Je vais répondre en donnant pour exemple Incendies. Qui est un film dont la résolution créerait un choc. Si j’avais vu la pièce de théâtre de Wajdi Mouawad et si j’avais su la fin à l’avance, j’aurais été très déçu. Je pense que c’est la même chose avec mon nouveau film. Il a son lot de surprises. Aujourd’hui, à cause de l’internet, il y a une course à «qui va révéler le plus de choses possible en premier». Je trouve ça triste. Ça enlève tout le plaisir aux spectateurs. Je recommande d’ailleurs aux gens d’en lire le moins possible sur mon film avant d’aller le voir!

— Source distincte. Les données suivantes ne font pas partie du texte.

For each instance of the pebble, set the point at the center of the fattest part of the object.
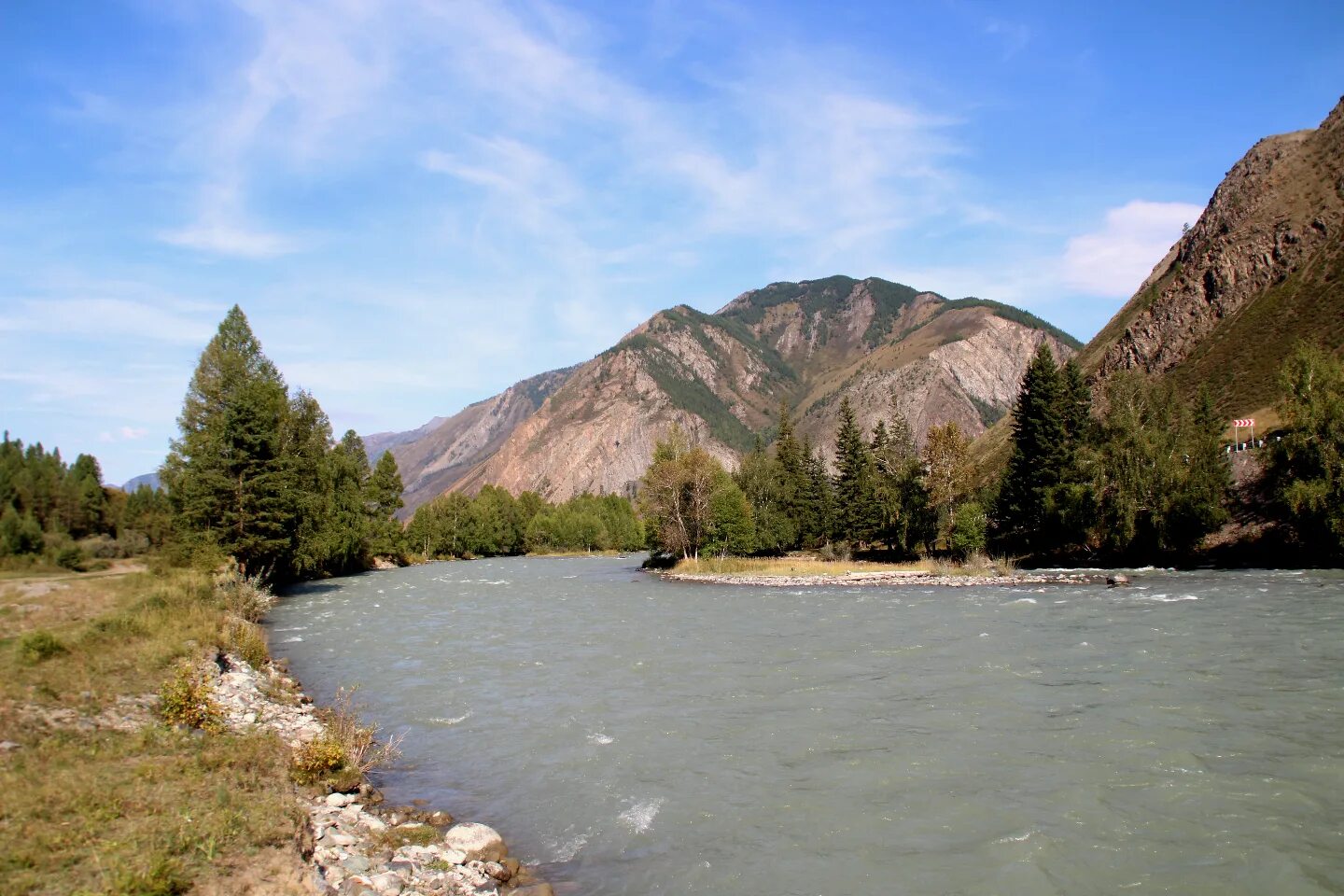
(350, 853)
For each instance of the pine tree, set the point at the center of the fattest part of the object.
(1042, 418)
(858, 516)
(903, 516)
(225, 473)
(384, 498)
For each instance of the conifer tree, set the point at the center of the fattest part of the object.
(384, 498)
(855, 486)
(225, 474)
(1042, 419)
(903, 516)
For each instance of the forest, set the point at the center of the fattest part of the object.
(1137, 476)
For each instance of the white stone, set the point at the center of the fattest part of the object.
(476, 841)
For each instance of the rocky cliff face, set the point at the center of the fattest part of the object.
(722, 378)
(1260, 269)
(436, 455)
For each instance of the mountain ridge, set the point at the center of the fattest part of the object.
(723, 376)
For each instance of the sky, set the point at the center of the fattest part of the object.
(420, 202)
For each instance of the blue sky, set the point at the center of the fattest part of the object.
(420, 202)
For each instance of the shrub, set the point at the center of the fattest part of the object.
(39, 645)
(185, 700)
(319, 759)
(357, 739)
(247, 641)
(245, 596)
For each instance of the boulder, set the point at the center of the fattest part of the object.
(476, 841)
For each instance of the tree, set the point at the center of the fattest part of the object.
(382, 501)
(946, 470)
(903, 514)
(1166, 480)
(225, 474)
(855, 488)
(1041, 434)
(675, 495)
(1307, 465)
(757, 477)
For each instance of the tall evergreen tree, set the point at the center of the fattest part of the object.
(225, 473)
(1042, 419)
(384, 498)
(858, 514)
(903, 514)
(1307, 465)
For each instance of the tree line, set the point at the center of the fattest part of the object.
(257, 474)
(1141, 476)
(494, 523)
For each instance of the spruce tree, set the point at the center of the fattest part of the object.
(225, 473)
(1039, 453)
(384, 498)
(858, 516)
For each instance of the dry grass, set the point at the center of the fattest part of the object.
(113, 812)
(791, 566)
(809, 566)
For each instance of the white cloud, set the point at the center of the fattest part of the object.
(124, 434)
(1114, 259)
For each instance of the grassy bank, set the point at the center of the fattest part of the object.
(819, 567)
(101, 797)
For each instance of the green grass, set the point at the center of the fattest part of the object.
(148, 812)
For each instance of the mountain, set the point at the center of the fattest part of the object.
(1260, 271)
(436, 455)
(144, 479)
(722, 378)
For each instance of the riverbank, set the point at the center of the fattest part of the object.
(793, 572)
(148, 745)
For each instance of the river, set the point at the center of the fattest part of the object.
(638, 736)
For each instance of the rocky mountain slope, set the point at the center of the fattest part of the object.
(436, 455)
(723, 376)
(1261, 269)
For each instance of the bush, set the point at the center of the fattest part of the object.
(185, 700)
(247, 641)
(39, 645)
(357, 739)
(319, 759)
(968, 529)
(245, 596)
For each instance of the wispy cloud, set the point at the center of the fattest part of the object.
(1114, 259)
(124, 434)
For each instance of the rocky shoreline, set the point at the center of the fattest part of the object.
(889, 578)
(353, 843)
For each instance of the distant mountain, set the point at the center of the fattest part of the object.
(723, 376)
(144, 479)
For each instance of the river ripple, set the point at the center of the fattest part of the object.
(645, 736)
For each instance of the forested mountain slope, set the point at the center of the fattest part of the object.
(723, 376)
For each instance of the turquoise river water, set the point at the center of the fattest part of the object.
(633, 735)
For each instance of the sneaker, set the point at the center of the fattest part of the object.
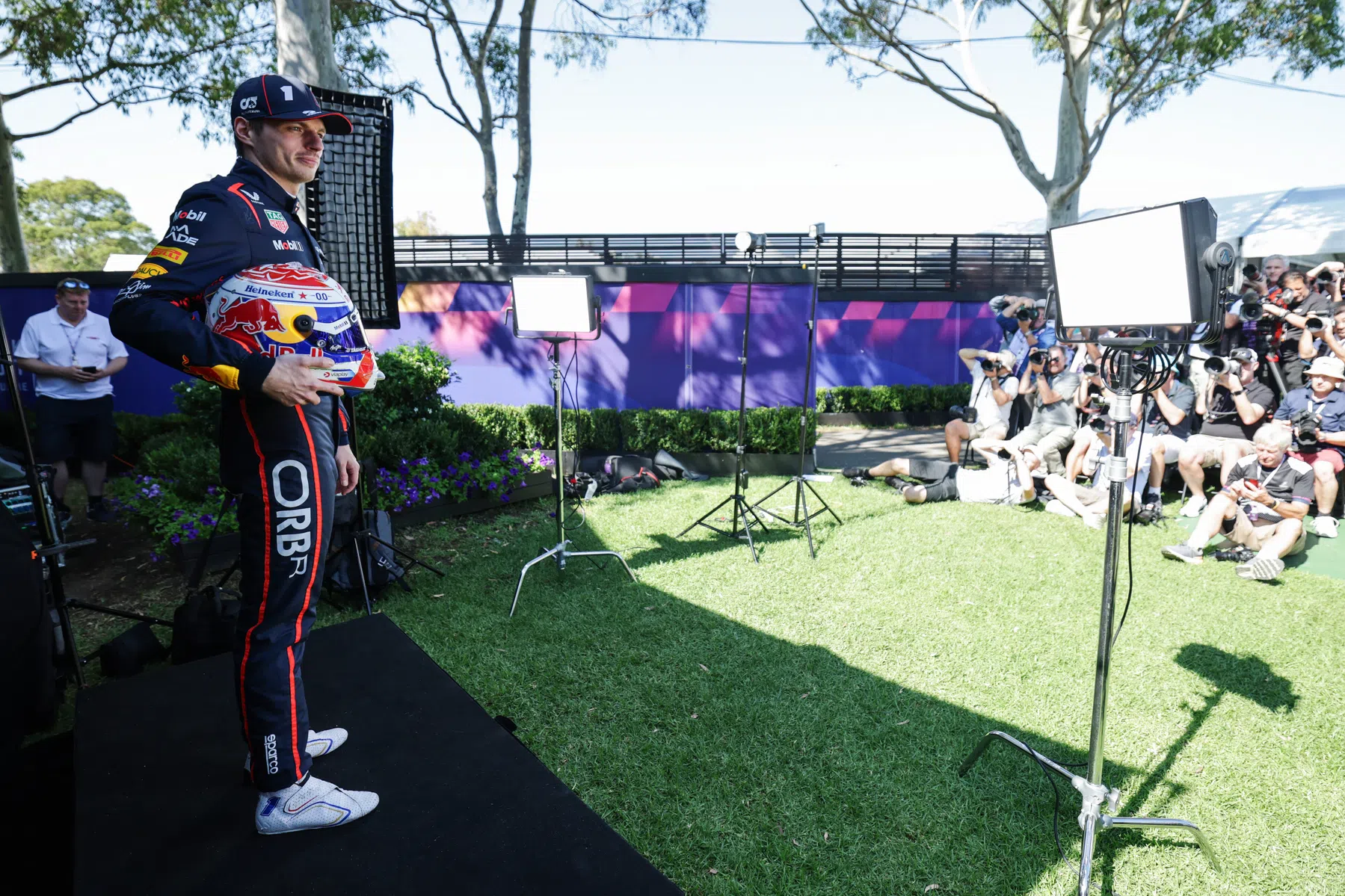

(Note aux lecteurs : Afin que vous puissiez suivre la consigne de Denis Villeneuve, on termine rapidement avec une question d’ordre général.)

Une de vos entrevues qui nous a le plus marquée, c’est celle où vous racontiez que, pendant la promotion d’Incendies, au Japon, vous avez soudain réalisé que vous veniez de répondre à la même question pour la 275 000e fois. Vous avez alors été pris, devant le journaliste, d’un fou rire incontrôlable. Avez-vous la même crainte pour ce film?
C’est déjà commencé! (Rires) Le problème avec ce film – et j’ai trouvé ça vraiment pénible –, c’est que j’en fais la promotion depuis un an. J’étais encore en tournage et je commençais déjà à faire des entrevues! Ça ne m’était jamais arrivé. Parler en plein processus de création? J’ai détesté ça. Je n’ai pas trouvé ça sain. J’ai eu, et j’ai encore, l’impression de ressasser des idées recyclées pour éviter le sujet principal (parce qu’on ne pouvait pas parler du film et qu’on ne peut toujours pas le faire). Je trouve en général qu’on parle beaucoup. JE parle beaucoup! Si j’avais la chance d’appuyer sur un bouton pour ne plus jamais faire d’entrevue, je le ferais sans aucune hésitation. Pas parce que je n’aime pas parler à des journalistes, mais parce que je trouve que ce que j’ai de plus intéressant à dire est sur l’écran.